# Flaming Arrows



## pottergreg (Mar 20, 2015)

Interesting! Thanks for posting.


----------



## danreid27 (Dec 30, 2018)

Thanx, I thought it was pretty neat too! :wink:


----------



## ryan2388 (Jan 31, 2019)

To think if they had compounds in the medieval times lol. Cool Video.


----------



## huteson2us2 (Jun 22, 2005)

I call BS on the #100 low poundage yew longbow. I guess they make old men a lot stronger for this video. I also remember the lighting of the Olympic torch a few years ago with a flaming arrow.


----------



## dcz (Feb 13, 2019)

The arrows looked pretty heavy and seemed to start out fairly fast. Seems likely it was a pretty heavy draw. He did not hold long enough to see how well he would do if he were to take time to aim.


----------



## EdmundPenyngton (Dec 25, 2018)

I'm not sure there was much aiming to be done with a 100+ lb english warbow. Ideally, you'd have a thousand of your countrymen standing beside you firing arrows at the same time you did. As long as all your shots landed in the same general area it'd be hard to miss the army you were shooting at. Accuracy by volume, so to speak.
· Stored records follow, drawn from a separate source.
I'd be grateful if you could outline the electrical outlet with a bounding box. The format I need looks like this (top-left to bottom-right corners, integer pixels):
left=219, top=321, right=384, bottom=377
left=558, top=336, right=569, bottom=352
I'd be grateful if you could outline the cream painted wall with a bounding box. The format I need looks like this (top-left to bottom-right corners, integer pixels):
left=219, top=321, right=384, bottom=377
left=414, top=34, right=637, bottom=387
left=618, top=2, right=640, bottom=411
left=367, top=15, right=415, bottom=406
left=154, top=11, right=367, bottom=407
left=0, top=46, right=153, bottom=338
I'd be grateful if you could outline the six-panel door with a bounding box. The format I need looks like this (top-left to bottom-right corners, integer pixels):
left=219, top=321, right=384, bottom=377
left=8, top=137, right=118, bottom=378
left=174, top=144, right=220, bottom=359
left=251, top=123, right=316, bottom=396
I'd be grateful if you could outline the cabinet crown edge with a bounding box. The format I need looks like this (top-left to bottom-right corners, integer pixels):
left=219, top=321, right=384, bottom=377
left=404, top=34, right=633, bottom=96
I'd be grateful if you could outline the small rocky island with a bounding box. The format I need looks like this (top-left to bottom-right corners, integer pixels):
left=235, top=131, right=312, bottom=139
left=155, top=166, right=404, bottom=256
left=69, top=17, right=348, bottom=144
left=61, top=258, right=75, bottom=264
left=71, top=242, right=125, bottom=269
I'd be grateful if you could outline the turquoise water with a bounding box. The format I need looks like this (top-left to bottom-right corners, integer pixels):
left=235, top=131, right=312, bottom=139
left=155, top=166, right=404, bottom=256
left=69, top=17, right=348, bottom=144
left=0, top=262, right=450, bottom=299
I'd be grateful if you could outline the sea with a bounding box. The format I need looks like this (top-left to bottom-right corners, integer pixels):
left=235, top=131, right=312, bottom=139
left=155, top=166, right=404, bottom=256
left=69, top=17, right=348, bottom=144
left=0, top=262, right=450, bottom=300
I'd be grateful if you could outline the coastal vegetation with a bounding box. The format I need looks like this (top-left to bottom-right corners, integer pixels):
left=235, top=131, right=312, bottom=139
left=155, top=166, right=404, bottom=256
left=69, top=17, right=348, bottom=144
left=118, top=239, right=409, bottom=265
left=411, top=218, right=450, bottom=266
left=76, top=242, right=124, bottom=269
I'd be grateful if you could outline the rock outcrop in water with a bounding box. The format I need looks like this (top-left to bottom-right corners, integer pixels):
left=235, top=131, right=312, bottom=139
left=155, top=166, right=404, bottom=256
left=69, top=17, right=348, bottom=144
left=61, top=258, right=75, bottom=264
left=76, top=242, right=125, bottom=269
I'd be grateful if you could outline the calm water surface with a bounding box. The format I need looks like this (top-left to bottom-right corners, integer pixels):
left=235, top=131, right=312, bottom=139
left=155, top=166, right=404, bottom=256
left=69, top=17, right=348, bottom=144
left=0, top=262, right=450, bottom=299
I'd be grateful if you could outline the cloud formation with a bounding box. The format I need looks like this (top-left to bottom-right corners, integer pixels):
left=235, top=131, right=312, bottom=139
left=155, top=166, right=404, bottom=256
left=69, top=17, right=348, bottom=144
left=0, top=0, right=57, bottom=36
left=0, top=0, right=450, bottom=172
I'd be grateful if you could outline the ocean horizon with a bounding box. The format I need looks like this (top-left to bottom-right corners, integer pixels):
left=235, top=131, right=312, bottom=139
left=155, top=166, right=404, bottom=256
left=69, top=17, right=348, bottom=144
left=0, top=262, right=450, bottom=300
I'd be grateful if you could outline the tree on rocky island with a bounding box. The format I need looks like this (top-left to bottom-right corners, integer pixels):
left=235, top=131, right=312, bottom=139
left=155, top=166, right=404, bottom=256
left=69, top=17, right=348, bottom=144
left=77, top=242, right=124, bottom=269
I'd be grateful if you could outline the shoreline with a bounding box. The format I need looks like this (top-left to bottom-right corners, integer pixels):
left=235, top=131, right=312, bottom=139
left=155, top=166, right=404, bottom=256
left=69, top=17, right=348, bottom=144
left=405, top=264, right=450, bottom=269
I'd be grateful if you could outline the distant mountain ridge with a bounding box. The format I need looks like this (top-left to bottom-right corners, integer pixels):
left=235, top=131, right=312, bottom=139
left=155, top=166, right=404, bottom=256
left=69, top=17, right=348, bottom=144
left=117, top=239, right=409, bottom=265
I'd love to see what a 1/2" shaft from a 100 lb longbow could do to a target at 20 yards though. Probably blow clean through it.


----------



## hick6217 (Dec 8, 2018)

It's too bad modern bows shoot to fast for a flame, could make backyard shooting much more interesting...


----------



## VictoriaFlow (Dec 11, 2019)

great vid, thanks for sharing!


----------



## BlkArrow (Apr 6, 2013)

Interesting.
My friend, who got me into archery, was tasked with lighting the flame at the B.C. Games like they did at the Barcelona Olympics many years ago. I believe they got napalm, with great difficulty, from the military for his arrow. They could not come up with anything that wouldn't go out.


----------